Contact: Mike Frick, mike.frick@treatmentactiongroup.org
October 14, 2021 — Today’s Global TB Report from WHO confirms our worst expectations for how COVID-19 has set back the global TB response. The pandemic has reversed an entire generation of progress. The first year-on-year increase in TB deaths since 2005 is devastating. We are dismayed to see that the world is not on track to meet any target set at the United Nations High-Level Meeting on TB in 2018. When the UN convenes its next high-level meeting on TB in 2023 heads of state and government must attend. And in the meantime, we need urgent action in every area of TB diagnosis, treatment, and prevention.
- Diagnose TB: TB diagnoses fell from 7.1 million (out of an estimated 10 million people who developed TB) in 2019 to 5.8 million in 2020. An already egregious diagnostic gap is now even worse with only 58% of people with TB receiving a diagnosis last year. Access to affordable molecular diagnostics closer to the point of care is necessary to close the TB diagnostic gap. TAG calls on Cepheid to reverse its decision to cancel the commercialization of the point-of-care GeneXpert Omni machine and to lower the price of Xpert tests to $5.00. We further call on governments and donors to break Cepheid’s monopoly by scaling-up other rapid molecular testing platforms.
- Treat TB: Drug-resistant TB treatment starts fell by 22% from 201,997 people in 2019 to 157,903 in 2020 (out of an estimated 500,000 people who newly develop drug-resistant TB each year). TAG calls on all countries to urgently ensure equitable access to all-oral regimens for treating drug-resistant TB by taking all actions necessary to make new TB drugs affordable and available, including overcoming patent barriers.
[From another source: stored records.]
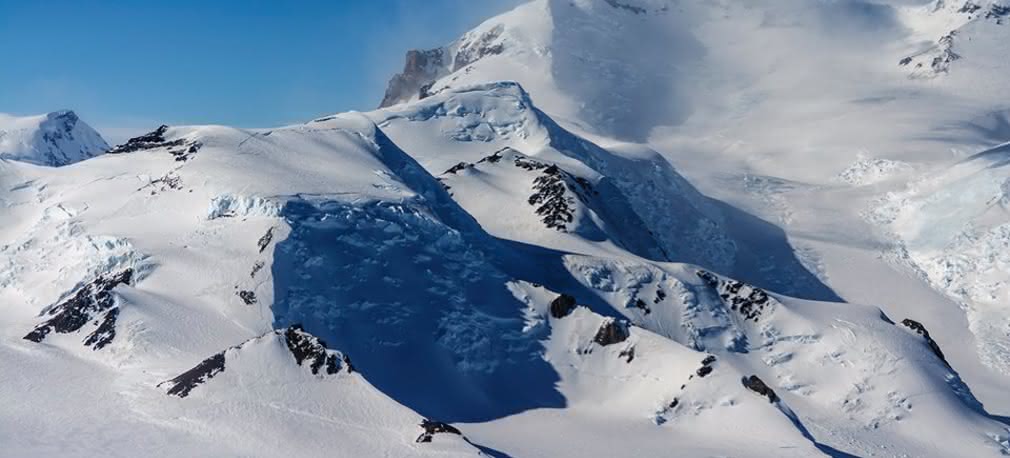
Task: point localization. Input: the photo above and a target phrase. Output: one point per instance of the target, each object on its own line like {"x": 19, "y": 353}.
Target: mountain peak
{"x": 56, "y": 139}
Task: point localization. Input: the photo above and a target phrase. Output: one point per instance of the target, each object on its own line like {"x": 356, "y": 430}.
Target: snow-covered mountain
{"x": 54, "y": 140}
{"x": 586, "y": 227}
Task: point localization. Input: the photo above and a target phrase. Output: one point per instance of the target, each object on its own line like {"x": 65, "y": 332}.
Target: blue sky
{"x": 127, "y": 66}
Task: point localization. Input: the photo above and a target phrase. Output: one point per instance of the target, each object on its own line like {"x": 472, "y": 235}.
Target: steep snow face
{"x": 54, "y": 140}
{"x": 129, "y": 270}
{"x": 457, "y": 134}
{"x": 590, "y": 63}
{"x": 228, "y": 261}
{"x": 952, "y": 31}
{"x": 953, "y": 225}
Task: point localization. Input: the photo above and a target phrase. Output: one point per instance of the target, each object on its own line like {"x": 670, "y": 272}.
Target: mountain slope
{"x": 54, "y": 140}
{"x": 181, "y": 276}
{"x": 487, "y": 264}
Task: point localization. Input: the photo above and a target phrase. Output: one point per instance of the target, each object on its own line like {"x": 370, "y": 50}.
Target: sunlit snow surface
{"x": 497, "y": 256}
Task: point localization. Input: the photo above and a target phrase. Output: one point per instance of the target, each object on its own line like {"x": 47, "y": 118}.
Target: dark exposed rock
{"x": 432, "y": 428}
{"x": 495, "y": 157}
{"x": 758, "y": 385}
{"x": 461, "y": 166}
{"x": 265, "y": 241}
{"x": 748, "y": 301}
{"x": 94, "y": 302}
{"x": 562, "y": 305}
{"x": 640, "y": 304}
{"x": 247, "y": 296}
{"x": 478, "y": 48}
{"x": 257, "y": 268}
{"x": 969, "y": 8}
{"x": 420, "y": 70}
{"x": 612, "y": 332}
{"x": 185, "y": 382}
{"x": 997, "y": 12}
{"x": 106, "y": 331}
{"x": 941, "y": 63}
{"x": 706, "y": 366}
{"x": 551, "y": 197}
{"x": 307, "y": 348}
{"x": 628, "y": 353}
{"x": 921, "y": 331}
{"x": 626, "y": 7}
{"x": 181, "y": 150}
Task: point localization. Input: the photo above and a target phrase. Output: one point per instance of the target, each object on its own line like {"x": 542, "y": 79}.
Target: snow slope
{"x": 55, "y": 140}
{"x": 504, "y": 260}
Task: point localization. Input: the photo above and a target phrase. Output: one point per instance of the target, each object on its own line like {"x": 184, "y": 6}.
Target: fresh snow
{"x": 57, "y": 139}
{"x": 586, "y": 227}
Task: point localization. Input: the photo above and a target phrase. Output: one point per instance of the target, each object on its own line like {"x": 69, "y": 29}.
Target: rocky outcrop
{"x": 556, "y": 193}
{"x": 308, "y": 351}
{"x": 265, "y": 241}
{"x": 179, "y": 148}
{"x": 185, "y": 382}
{"x": 430, "y": 428}
{"x": 758, "y": 385}
{"x": 95, "y": 303}
{"x": 706, "y": 366}
{"x": 475, "y": 47}
{"x": 247, "y": 296}
{"x": 749, "y": 301}
{"x": 612, "y": 332}
{"x": 420, "y": 70}
{"x": 562, "y": 305}
{"x": 921, "y": 331}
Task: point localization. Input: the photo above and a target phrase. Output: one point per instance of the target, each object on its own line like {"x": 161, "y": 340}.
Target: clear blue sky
{"x": 131, "y": 65}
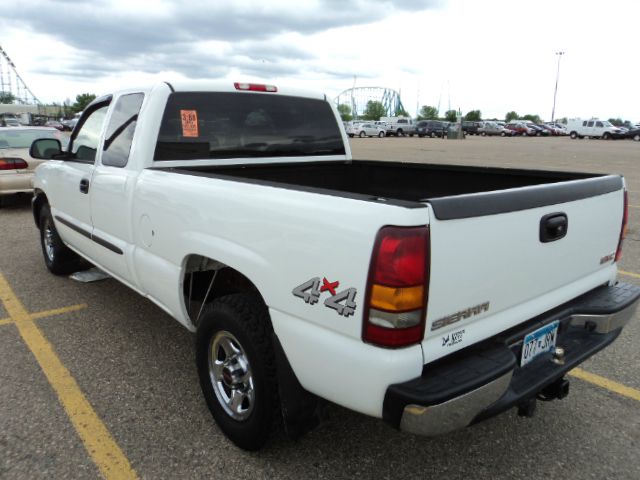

- Prevent TB: 21% fewer people started TB preventive treatment in 2020 compared to 2019 (3.6 million in 2019 compared to 2.8 million in 2020). In the absence of safe and effective new TB vaccines, preventive therapy remains the best way to keep families and communities safe from TB. TAG calls on governments to scale-up access to short-course TB preventive treatment regimens such as 3HP and 1HP and on manufacturers to introduce affordable, patient-friendly formulations of rifapentine for adults and children without delay.